9.11は実行犯のうち15人はサウジアラビア人だけれども、トランプ大統領が移民の受け入れ拒否の対象には入れなかった。それは彼らがビジネスにおいて石油という宝を保持しているからだ。本作にも9.11をイスラム教徒はどう思っているのかというやり取りがあるが、実に挑戦的で同時にアメリカという複雑な人間模様と国が表現されている。なんと言っても、病気で昏睡状態になったエミリーを見守るクメイルと彼女の両親が共に理解し、成長していく描写はとにかく見応えがありドラマがある。彼らがリベラルであろうが、保守的であろうが、本作においてクメイルという人間に惹かれたことは確かだ。「自由勝手に生きることがアメリカン・ドリームか?」
クメイルのアイデンティティは苦しい要素だろうが、エミリーがキュートであり、しかもクメイルに夢中になっていく過程はまさに現代アメリカに対するメタファーとも言える。ここまでシビアな内容をコメディーに仕上げたのも、実在のエミリーがそうしたいと願ったからだ。本人役として出演しているクメイルも2人の文化交流はいつでも笑いであったことを認めている。
エミリーの両親を演じたホリー・ハンターとレイ・ロマーノ、そして「ルビー・スピークル」でもキュートなヒロインを演じたゾーイ・カザンといった魅力的なキャストたちが脚本をさらに活かした。願わくばぜひオスカー脚本賞を取って欲しいものだ。
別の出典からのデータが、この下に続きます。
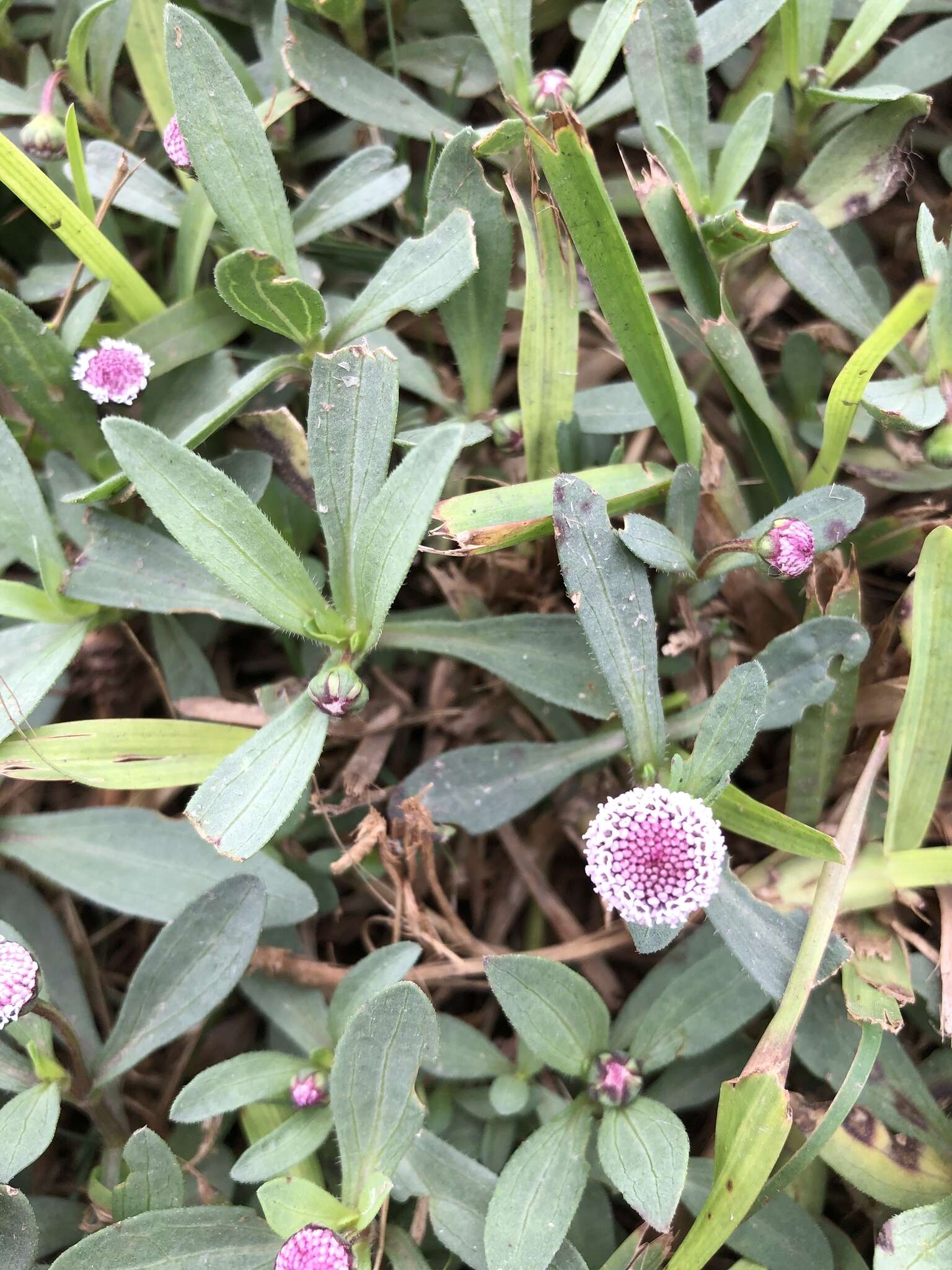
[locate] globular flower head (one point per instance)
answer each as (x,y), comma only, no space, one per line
(615,1080)
(315,1248)
(19,982)
(175,146)
(552,89)
(309,1090)
(338,691)
(116,371)
(787,546)
(654,855)
(43,138)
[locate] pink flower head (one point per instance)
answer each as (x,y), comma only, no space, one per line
(19,981)
(315,1248)
(552,88)
(116,371)
(175,146)
(787,546)
(309,1090)
(615,1080)
(654,855)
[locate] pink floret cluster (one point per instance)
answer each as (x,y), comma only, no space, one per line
(315,1248)
(654,855)
(307,1091)
(19,975)
(116,371)
(175,146)
(788,545)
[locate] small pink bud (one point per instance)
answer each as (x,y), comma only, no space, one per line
(309,1090)
(315,1248)
(615,1080)
(787,546)
(19,982)
(116,371)
(175,146)
(552,89)
(655,855)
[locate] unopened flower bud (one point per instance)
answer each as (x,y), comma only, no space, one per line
(552,89)
(615,1080)
(507,432)
(43,138)
(175,146)
(19,982)
(787,546)
(938,446)
(338,691)
(315,1248)
(309,1090)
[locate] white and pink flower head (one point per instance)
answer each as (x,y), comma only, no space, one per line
(116,371)
(19,982)
(787,546)
(309,1090)
(175,146)
(654,855)
(315,1248)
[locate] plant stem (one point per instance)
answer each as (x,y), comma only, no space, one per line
(776,1046)
(112,1132)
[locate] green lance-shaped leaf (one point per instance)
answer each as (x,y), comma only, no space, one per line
(920,1238)
(287,1145)
(32,658)
(503,516)
(850,385)
(862,166)
(223,528)
(372,974)
(226,143)
(247,799)
(541,653)
(602,46)
(218,1238)
(418,276)
(728,729)
(611,595)
(599,239)
(922,735)
(753,1123)
(358,91)
(191,966)
(394,523)
(555,1011)
(742,151)
(539,1192)
(351,419)
(549,349)
(356,189)
(56,210)
(293,1203)
(505,29)
(234,1083)
(37,367)
(644,1151)
(154,1181)
(255,285)
(27,1127)
(474,316)
(664,61)
(19,1227)
(377,1113)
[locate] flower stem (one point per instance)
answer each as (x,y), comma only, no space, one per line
(113,1133)
(776,1046)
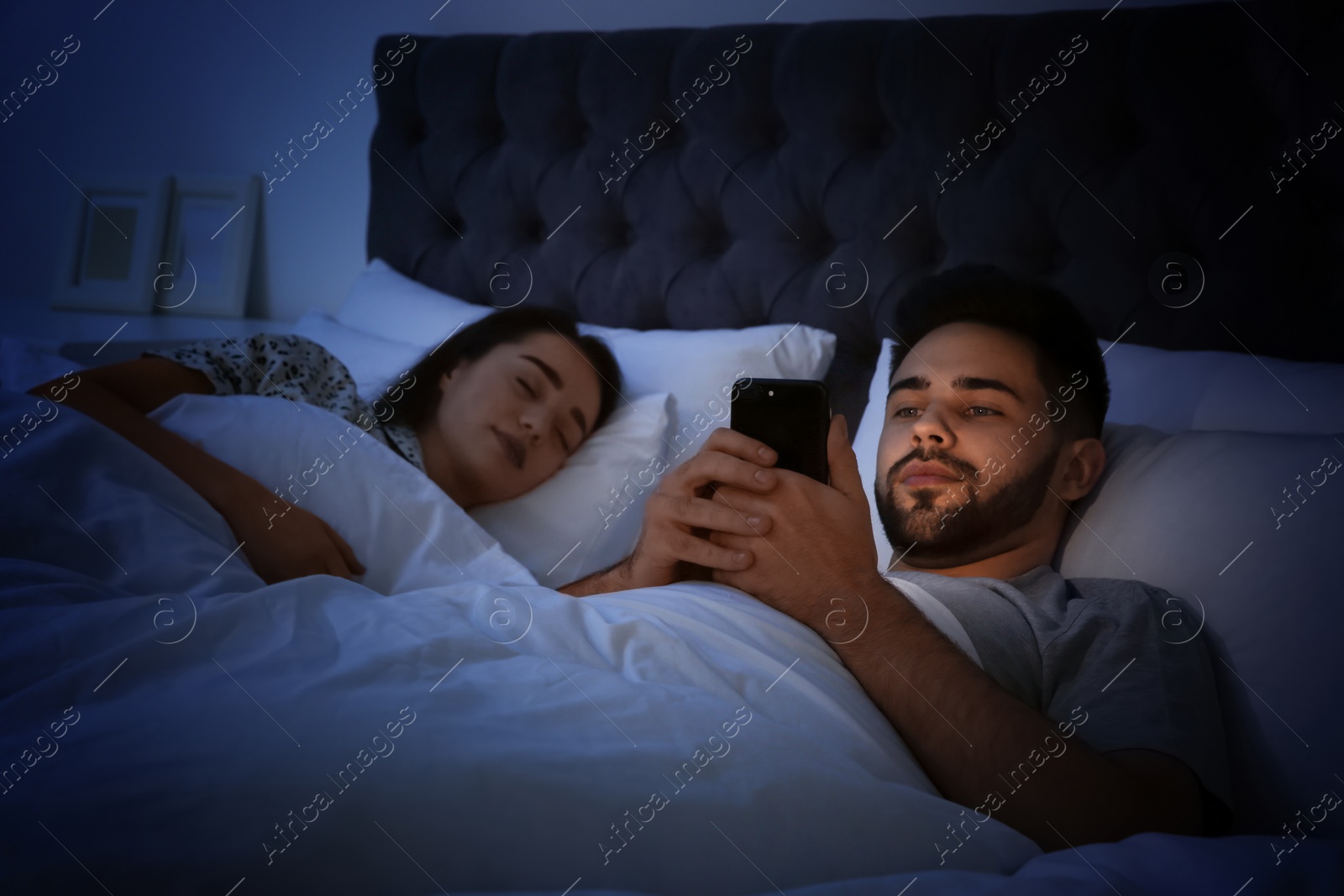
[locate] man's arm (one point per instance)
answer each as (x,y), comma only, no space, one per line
(967,731)
(971,734)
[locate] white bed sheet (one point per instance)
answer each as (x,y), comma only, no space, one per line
(539,719)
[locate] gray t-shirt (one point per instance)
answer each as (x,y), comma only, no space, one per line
(1120,649)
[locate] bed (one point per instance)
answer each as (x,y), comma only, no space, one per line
(454,725)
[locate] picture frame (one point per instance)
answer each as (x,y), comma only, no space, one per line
(113,244)
(207,262)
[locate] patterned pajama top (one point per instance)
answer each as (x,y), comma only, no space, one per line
(293,367)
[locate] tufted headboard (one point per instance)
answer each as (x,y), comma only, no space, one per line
(1173,170)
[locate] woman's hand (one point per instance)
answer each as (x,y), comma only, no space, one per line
(682,512)
(281,540)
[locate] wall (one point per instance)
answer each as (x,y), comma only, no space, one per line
(219,86)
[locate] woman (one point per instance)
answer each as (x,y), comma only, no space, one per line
(490,414)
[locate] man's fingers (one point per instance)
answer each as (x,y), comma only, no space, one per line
(703,513)
(716,466)
(743,504)
(743,446)
(685,547)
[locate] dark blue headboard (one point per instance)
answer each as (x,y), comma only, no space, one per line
(831,164)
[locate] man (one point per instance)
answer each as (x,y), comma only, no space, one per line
(998,396)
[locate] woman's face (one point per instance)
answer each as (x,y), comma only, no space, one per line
(508,421)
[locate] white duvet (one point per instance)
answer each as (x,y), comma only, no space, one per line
(468,736)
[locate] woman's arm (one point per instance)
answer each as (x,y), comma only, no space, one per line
(120,396)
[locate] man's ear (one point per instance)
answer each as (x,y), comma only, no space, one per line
(1085,461)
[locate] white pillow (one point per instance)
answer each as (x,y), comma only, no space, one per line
(696,367)
(1203,515)
(373,360)
(405,530)
(1222,391)
(866,446)
(588,516)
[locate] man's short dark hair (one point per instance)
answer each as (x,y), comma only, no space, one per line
(1061,338)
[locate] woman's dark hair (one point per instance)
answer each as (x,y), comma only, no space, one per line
(420,401)
(1061,338)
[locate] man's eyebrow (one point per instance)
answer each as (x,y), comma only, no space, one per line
(961,383)
(546,369)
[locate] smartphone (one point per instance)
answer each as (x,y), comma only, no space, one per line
(792,417)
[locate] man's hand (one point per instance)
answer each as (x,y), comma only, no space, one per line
(678,516)
(819,553)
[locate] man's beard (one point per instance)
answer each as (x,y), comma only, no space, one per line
(967,528)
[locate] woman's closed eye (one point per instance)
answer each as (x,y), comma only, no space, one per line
(559,432)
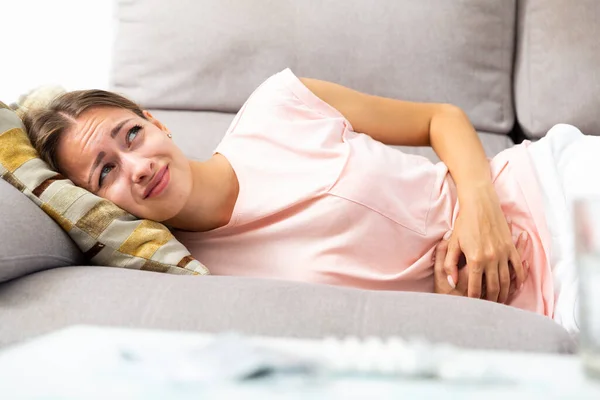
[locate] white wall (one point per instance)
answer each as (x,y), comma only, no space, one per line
(63,42)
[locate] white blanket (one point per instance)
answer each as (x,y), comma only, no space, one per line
(565,161)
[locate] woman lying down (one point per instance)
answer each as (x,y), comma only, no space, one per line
(303,187)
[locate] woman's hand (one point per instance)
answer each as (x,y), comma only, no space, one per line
(443,286)
(482,234)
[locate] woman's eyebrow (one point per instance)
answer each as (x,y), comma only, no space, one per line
(113,133)
(117,128)
(96,163)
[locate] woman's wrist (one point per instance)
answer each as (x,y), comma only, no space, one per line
(475,189)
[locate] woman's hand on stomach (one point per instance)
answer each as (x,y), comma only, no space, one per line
(482,234)
(443,285)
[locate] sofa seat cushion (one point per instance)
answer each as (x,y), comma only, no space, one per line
(56,298)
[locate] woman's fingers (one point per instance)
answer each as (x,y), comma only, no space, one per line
(475,279)
(492,281)
(515,259)
(440,278)
(451,260)
(504,276)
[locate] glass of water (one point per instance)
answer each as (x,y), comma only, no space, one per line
(586,213)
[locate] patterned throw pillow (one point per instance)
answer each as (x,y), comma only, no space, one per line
(106,234)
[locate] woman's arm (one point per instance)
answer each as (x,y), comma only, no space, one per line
(481,232)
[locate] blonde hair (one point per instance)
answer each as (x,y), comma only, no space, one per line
(47,115)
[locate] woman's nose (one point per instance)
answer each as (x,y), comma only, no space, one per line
(141,168)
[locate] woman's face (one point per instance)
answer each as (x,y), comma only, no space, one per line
(128,160)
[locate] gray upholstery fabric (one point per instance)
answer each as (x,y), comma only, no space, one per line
(111,296)
(29,240)
(211,54)
(557,75)
(198,133)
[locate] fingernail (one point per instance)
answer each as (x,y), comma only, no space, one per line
(451,282)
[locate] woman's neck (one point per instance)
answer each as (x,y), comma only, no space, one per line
(215,189)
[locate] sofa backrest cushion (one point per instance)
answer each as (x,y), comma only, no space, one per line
(557,70)
(211,54)
(29,240)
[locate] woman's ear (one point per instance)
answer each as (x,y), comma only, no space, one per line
(156,122)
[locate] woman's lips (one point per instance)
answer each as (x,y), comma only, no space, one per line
(160,184)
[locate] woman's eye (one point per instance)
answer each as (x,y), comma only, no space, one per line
(104,173)
(132,134)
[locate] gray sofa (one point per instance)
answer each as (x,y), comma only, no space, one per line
(515,67)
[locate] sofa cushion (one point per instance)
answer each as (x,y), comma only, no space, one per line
(198,133)
(211,54)
(29,240)
(557,78)
(60,297)
(105,233)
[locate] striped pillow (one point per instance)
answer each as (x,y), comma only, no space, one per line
(106,234)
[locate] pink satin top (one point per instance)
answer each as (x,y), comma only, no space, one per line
(319,202)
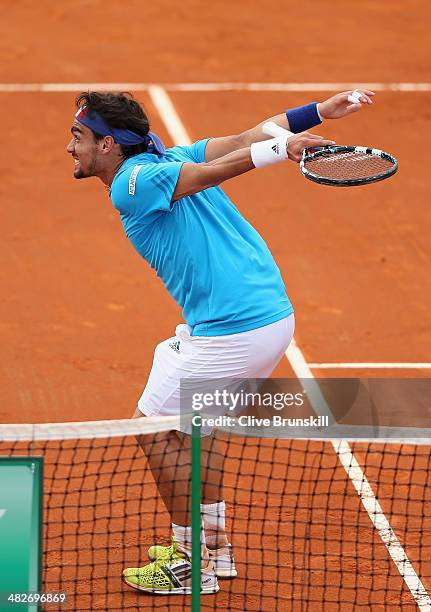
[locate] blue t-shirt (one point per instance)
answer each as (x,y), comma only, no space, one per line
(211,260)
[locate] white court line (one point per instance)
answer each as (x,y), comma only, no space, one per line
(280,87)
(364,490)
(175,127)
(371,366)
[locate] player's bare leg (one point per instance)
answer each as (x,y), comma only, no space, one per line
(169,458)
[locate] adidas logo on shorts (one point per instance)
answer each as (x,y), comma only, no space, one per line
(175,346)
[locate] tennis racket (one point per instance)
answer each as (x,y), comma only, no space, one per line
(341,166)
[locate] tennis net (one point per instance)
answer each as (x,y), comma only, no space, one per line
(314,524)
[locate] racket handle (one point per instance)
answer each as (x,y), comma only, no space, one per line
(272,129)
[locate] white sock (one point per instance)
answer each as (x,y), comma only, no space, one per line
(214,520)
(183,535)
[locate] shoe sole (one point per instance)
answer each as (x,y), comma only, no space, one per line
(181,591)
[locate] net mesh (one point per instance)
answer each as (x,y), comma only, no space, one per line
(301,536)
(348,165)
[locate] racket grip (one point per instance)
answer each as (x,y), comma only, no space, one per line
(272,129)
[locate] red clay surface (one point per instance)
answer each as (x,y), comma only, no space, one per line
(81,313)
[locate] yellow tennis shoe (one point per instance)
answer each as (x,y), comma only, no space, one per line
(170,574)
(222,558)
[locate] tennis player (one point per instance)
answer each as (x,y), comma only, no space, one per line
(238,318)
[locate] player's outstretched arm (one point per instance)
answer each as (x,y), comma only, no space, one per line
(335,107)
(197,177)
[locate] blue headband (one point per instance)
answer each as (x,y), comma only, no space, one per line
(121,136)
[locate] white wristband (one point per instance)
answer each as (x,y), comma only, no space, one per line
(269,152)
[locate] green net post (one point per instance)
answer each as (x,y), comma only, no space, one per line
(196,513)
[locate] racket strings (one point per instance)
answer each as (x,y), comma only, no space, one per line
(348,165)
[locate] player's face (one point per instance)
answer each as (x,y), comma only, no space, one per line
(83,148)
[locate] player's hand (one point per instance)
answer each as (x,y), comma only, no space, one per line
(340,105)
(304,140)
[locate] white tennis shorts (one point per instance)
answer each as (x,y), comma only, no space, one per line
(248,355)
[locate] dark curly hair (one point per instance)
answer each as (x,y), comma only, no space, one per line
(119,110)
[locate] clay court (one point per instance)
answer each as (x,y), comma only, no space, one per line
(81,313)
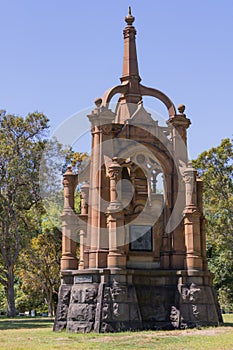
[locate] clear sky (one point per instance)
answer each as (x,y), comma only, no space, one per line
(57,56)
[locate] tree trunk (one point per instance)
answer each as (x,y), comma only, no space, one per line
(10,293)
(50,303)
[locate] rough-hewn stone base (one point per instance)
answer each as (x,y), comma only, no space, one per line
(113,300)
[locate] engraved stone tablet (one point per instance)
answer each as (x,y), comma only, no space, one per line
(141,238)
(83,279)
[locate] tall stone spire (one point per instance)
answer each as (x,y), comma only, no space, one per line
(131,90)
(130,72)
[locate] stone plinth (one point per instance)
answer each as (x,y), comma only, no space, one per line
(110,301)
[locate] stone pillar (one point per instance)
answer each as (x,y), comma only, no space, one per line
(69,223)
(192,225)
(84,192)
(99,118)
(115,220)
(203,223)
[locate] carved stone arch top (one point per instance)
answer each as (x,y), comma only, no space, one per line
(144,91)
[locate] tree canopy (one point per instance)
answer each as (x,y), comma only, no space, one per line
(22,141)
(215,168)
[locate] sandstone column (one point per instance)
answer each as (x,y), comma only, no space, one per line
(192,221)
(69,223)
(115,222)
(84,192)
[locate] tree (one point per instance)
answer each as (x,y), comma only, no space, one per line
(215,168)
(40,266)
(21,145)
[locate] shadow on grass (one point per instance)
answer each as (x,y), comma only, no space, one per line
(227,324)
(23,323)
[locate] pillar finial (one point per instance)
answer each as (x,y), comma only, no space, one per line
(129,19)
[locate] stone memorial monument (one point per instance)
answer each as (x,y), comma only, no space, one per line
(141,232)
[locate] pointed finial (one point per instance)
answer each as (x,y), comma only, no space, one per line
(129,19)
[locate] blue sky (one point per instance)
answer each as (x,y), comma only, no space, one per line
(58,56)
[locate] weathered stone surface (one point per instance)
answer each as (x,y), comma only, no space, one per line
(161,281)
(62,308)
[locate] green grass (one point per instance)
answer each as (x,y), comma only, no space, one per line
(37,334)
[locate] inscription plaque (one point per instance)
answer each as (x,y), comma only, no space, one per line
(141,238)
(83,279)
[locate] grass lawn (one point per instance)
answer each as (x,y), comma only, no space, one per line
(37,334)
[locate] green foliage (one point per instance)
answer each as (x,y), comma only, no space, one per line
(215,168)
(40,266)
(22,141)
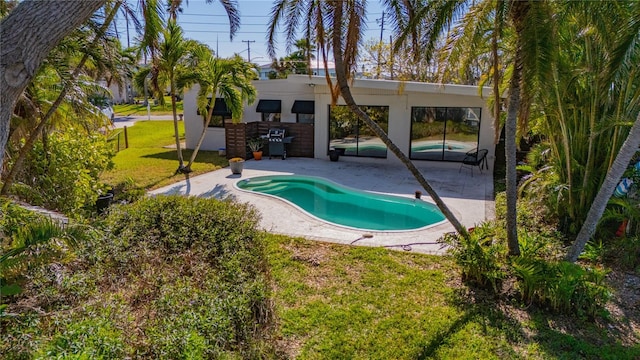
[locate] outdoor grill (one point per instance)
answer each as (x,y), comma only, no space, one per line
(278,142)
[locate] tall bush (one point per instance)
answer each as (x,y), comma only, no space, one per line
(198,265)
(63,172)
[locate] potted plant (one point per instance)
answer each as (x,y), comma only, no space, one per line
(236,165)
(255,145)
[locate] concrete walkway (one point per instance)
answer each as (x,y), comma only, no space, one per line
(469,198)
(120,121)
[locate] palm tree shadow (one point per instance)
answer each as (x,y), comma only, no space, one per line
(477,307)
(219,192)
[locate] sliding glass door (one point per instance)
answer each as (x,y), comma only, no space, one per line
(444,133)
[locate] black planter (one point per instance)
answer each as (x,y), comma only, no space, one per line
(103,202)
(334,155)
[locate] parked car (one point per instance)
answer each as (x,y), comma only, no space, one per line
(107,110)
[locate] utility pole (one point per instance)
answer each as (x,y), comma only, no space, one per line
(248,49)
(380,45)
(392,58)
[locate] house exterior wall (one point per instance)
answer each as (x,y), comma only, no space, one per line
(400,105)
(194,123)
(399,97)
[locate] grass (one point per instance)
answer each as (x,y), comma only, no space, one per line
(149,165)
(139,109)
(336,301)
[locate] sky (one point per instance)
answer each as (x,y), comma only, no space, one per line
(208,23)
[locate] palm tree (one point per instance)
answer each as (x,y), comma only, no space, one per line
(69,84)
(338,25)
(618,41)
(172,54)
(530,21)
(18,67)
(620,164)
(227,78)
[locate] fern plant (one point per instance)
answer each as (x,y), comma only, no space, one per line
(37,242)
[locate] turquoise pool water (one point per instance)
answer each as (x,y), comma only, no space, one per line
(346,206)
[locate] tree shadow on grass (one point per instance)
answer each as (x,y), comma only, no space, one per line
(567,337)
(551,335)
(477,307)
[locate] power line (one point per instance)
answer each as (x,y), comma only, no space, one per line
(380,44)
(248,49)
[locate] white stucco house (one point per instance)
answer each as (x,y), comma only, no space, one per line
(429,122)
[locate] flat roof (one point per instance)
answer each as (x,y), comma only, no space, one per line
(399,86)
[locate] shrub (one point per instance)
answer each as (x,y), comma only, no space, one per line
(198,265)
(481,257)
(64,175)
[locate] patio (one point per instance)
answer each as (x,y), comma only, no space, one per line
(469,198)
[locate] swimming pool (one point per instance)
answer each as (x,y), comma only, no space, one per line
(345,206)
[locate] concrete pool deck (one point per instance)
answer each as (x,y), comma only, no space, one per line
(469,198)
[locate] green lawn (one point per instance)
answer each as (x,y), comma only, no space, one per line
(148,164)
(139,109)
(343,302)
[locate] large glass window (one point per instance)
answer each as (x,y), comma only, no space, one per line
(352,137)
(444,133)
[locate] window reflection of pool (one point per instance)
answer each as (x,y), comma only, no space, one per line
(345,206)
(436,146)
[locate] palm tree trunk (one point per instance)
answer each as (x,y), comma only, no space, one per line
(27,40)
(519,12)
(345,91)
(175,127)
(202,135)
(496,75)
(17,165)
(628,149)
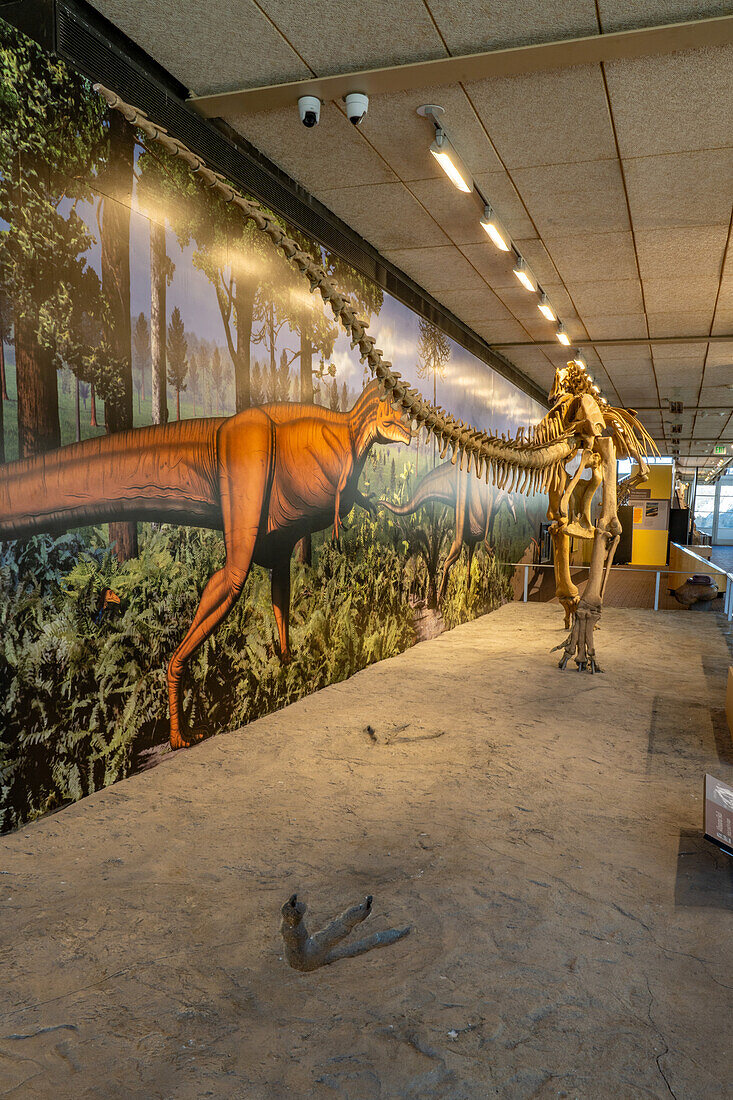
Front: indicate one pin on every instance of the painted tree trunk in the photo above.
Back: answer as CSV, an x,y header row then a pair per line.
x,y
2,429
157,284
77,409
3,380
116,288
243,308
303,549
37,395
そして本人役でもあったクメイルは当時を振り返りながら、常に撮影現場にエミリーを連れて演じていたためか自然な演技でリアルだ。セリフひとつひとつが印象的で、アメリカに物申している。はっきり言って、アメリカの政治システムや宗教、宗派を理解してないと全く身近な題材ではない日本では評価は難しいかもしれない。しかしながらこんなに途中から号泣すると思わなかった。メッカの方に祈る…外国人と関わる事も多いので、お祈りの時間など身近に感じる実体験からこそ観れる演出のリアリティ。製作者のジャド・アパトーでは最高傑作ではないかと。
総評として2017年にわずか5館からスタートした「ビッグ・シック」はチャーミングで知的な傑作である。少なくともこの素敵な実話はとても観客を救われた気持ちにさせてくれる。日本公開時期が2018年だが、新年早々、満点を与えたい映画。アメリカで公開時期がもう少し遅ければ、間違いなくオスカー作品賞ノミニーは確実だった。胸を張ってお勧めする。最高の映画だった。